In fact I was talking to my friend (ISTP) last night about this, we were comparing our different experiences of a trip we took to the beach yesterday morning. It was interesting that when he described the *main* part of his experience, I found that it was only the secondary part of my experience and that I was mainly focusing on 'something else'.

He talked about being acutely aware of the colour of the sky, the shapes of the clouds, the sound of the sea and watching the shapes of the waves as they formed and crashed, the sounds of the gulls and the smell and tang of the salty air, and this constituted the main enjoyment of the landscape for him. I on the other hand was only vaguely aware of those things, not tuned into them and enjoying them - they were more in the background for me. And yet I was extrospecting too - I wasn't focused on my inner thoughts or feelings of the place, I was checking out the external world and plugged into it too.

I wonder how much of your friend's sensory experience comes from his S vs his I. I relate a lot to what he saw there, though I really don't do that as much. Someone was posting earlier on a different thread about how ESTJs have a hard time putting what things are like into words, and that's true for me, too. If someone were to ask me what a trip to the beach was like, I'd probably say something along the lines of "Um... good. I liked it. I took a walk, and it was nice.

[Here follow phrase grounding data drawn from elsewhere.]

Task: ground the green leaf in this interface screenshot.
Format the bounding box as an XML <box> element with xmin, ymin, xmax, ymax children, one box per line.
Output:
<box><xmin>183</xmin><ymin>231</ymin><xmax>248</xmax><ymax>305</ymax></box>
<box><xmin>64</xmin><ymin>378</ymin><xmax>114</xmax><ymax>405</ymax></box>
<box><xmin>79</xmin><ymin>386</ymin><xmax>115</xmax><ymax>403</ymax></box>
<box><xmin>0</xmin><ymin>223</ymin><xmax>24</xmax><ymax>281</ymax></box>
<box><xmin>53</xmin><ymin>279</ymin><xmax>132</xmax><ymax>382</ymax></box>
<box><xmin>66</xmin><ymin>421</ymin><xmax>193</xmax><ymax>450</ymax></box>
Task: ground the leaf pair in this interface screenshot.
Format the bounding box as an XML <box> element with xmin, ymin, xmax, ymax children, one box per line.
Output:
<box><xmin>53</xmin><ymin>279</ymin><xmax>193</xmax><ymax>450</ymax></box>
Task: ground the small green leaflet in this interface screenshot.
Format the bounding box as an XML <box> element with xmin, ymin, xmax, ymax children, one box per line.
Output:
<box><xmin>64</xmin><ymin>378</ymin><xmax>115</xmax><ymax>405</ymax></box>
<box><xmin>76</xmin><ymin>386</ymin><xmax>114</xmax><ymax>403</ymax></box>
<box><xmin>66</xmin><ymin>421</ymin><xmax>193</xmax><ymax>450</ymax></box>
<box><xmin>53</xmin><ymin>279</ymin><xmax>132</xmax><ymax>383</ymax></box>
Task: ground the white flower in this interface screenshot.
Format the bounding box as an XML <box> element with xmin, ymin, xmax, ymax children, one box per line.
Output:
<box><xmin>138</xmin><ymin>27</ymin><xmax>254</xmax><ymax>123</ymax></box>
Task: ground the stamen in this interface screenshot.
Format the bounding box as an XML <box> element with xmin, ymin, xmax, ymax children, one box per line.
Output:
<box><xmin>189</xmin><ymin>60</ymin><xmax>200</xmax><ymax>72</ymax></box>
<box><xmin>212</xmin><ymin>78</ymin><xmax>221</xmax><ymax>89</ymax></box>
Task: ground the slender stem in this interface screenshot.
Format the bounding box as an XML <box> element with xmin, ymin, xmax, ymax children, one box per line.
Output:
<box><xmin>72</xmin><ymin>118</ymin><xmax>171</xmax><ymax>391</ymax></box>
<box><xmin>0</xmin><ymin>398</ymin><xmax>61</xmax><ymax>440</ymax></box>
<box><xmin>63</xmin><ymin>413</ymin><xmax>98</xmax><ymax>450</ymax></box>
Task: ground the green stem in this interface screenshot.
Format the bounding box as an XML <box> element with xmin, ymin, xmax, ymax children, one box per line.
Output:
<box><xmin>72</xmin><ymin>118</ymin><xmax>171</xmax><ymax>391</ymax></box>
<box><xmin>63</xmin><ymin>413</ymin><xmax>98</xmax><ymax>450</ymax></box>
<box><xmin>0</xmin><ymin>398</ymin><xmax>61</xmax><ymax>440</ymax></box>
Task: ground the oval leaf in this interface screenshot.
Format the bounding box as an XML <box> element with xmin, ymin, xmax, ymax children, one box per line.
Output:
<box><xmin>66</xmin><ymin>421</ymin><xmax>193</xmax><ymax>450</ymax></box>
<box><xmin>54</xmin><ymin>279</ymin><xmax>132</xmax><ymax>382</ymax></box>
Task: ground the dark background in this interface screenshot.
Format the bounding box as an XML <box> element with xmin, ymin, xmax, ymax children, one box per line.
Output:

I found some shells." While at the beach, I would focus on unusual things that some Ns probably wouldn't (like your friend focused on the shapes of the waves), but they'd be passing moments that I'll forget about, or just won't seem as important (or as worth talking about) later on as the basic events that happened there.

For instance, I was at an event the other day, and my attention kept coming back to the hairdo of this woman in front of me. That image is still like a photo in my head. But it's not like if someone asked me what was really interesting there, I would say "This lady's hair". (I do this with the way clothing wrinkles all the time. I'll just be fascinated by it.) Does anyone see what I'm getting at? (This is a really N-tastic thread, so I'm not sure.)
 

EJCC

The Devil of TypoC
Joined
Aug 29, 2008
Messages
19,129
MBTI Type
ESTJ
Enneagram
1w9
Instinctual Variant
sp/so
Absofuckinglutely. Get out of my head!!

this does tend to result in my ISTJ friend being convinced that I base my life and decisions on 'a pile of crap'. He thinks when I say something that it's as thought-out and premeditated as when he does, try as I might to remind him that I'm a compulsive brainstormer :laugh:

Word. Almost every time I ask someone for help with an idea, they don't even need to say anything! I'll just talk at them until I come up with something. (I don't mean to... it just happens.) Then, if they're Is, they'll just shake their heads and walk away...
 

Xander

Lex Parsimoniae
Joined
Apr 24, 2007
Messages
4,463
MBTI Type
INTP
Enneagram
9w8
Reading this lot has confirmed one thing.. I'm more ENTP like than I thought... subject to definitions being somewhere close of course....
 

ZiL

New member
Joined
Nov 27, 2007
Messages
511
MBTI Type
ENTP
Enneagram
567?
Absofuckinglutely. Get out of my head!!

this does tend to result in my ISTJ friend being convinced that I base my life and decisions on 'a pile of crap'. He thinks when I say something that it's as thought-out and premeditated as when he does, try as I might to remind him that I'm a compulsive brainstormer :laugh:


Yeah, the trait causes me a lot of problems sometimes. I can change my opinions about things so fast based on new knowledge - one time I see a friend I'll be saying one thing, the next time something else, sometimes it'll change within the same conversation - I think some folks stop listening halfway through, lol. Nothing is more frustrating than getting pigeonholed by one idea you mentioned in passing.